Any form of lock-in of the value of the network to any extent may turn out to be more related to some of its other sub-networks mentioned earlier. This includes how many businesses or merchants are participating in the network, how many developers have invested time and resources in creating products on the network.

Finally, it should be noted that since the number of daily unique users on the network is likely about as much a lagging indicator as the price of the assets denominated on the network, the purpose of these models is not intended as a speculative tool, but rather a means of modeling or understanding the characteristics of transactional public networks. Based on the agreement observed between the models presented here, hopefully this article will greatly further that objective.

Please email any request for the frozen spreadsheet used for this analysis.

If you would like to see more analysis like this or for more analysts to potentially perform similar for some of the other networks, then please use the ❤ heart below to recommend this article so that others can see it.

References

[1] Metcalfe B. Metcalfe’s law after 40 years of Ethernet. IEEE Computer, 2013, 46(12): 26–31.

[2] Van Hove L. Metcalfe’s law: Not so wrong after all. NETNOMICS: Economic Research and Electronic Networking,

2014, 15(1): 1–8.

[3] Zhang XZ, Liu JJ, Xu ZW. Tencent and Facebook data validate Metcalfe’s law. Journal of Computer Science and Technology 30(2): 2015, 246–251.

[4] Swann G M. The functional form of network effects. Information Economics and Policy, 2002, 14(3): 417–429.
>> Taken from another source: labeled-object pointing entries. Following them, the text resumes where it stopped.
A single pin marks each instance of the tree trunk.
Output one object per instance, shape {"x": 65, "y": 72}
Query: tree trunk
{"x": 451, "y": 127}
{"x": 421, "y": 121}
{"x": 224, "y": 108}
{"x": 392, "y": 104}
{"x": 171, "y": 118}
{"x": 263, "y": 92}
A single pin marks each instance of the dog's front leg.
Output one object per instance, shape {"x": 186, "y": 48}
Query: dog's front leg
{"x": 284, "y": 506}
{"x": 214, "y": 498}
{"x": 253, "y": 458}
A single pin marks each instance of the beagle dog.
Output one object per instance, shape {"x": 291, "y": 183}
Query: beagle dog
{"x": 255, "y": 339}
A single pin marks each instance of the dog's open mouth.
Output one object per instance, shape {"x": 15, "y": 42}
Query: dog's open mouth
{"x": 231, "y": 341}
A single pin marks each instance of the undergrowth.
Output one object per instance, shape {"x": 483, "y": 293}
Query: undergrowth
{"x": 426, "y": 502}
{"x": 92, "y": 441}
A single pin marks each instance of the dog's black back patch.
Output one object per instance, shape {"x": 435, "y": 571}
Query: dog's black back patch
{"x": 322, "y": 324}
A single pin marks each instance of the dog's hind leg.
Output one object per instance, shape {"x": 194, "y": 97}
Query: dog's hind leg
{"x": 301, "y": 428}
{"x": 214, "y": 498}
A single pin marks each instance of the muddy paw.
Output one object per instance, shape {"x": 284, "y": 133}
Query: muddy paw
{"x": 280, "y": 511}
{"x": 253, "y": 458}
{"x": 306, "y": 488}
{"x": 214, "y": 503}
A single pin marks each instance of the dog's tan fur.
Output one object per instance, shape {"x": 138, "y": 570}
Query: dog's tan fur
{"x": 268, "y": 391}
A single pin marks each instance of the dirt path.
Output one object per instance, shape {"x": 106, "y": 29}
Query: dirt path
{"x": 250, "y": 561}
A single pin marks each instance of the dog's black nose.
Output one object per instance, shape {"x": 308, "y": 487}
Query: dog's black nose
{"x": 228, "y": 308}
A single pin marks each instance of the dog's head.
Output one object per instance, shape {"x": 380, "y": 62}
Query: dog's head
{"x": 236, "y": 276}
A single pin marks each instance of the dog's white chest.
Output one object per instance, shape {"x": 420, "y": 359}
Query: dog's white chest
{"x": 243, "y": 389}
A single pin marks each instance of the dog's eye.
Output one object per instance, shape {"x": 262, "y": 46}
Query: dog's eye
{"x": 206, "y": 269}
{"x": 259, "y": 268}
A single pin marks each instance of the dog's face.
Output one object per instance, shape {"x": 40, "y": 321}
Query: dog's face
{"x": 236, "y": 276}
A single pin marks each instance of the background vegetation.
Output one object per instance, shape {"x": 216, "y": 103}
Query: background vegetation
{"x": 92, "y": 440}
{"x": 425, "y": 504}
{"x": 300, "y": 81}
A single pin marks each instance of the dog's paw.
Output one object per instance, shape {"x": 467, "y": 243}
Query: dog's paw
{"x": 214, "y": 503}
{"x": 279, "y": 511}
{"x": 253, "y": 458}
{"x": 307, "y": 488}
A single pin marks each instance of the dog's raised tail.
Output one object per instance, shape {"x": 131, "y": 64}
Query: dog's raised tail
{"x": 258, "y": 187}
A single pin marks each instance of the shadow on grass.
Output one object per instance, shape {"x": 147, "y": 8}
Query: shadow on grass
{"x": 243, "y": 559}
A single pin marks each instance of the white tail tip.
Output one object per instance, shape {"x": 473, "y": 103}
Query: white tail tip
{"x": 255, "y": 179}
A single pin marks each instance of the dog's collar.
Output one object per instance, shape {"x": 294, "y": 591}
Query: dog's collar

[5] Briscoe B, Odlyzko A, Tilly B. Metcalfe’s law is wrong. IEEE Spectrum, 2006, 43(7): 34–39.

[6] Reed D P. That Sneaky exponential — Beyond Metcalfe’s law to the power of community building. Context Magazine, 1999, 2(1). http://www.reed.com/dpr/locus/-gfn/reedslaw.html, Jan. 2015.

[7] Data on the Bitcoin Network. https://blockchain.info/charts, Retrieved June 6 2017.

[8] Data on the Ethereum Network. https://etherscan.io/charts, Retrieved June 6 2017.

[9] Data on the Dash Network. https://bitinfocharts.com/dash, Retrieved June 6 2017.

[10] Ball P. Critical Mass: How One Thing Leads to Another. Published by Farrar, Straus and Giroux 1st Edition, ISBN-10: 0374281254, 2014.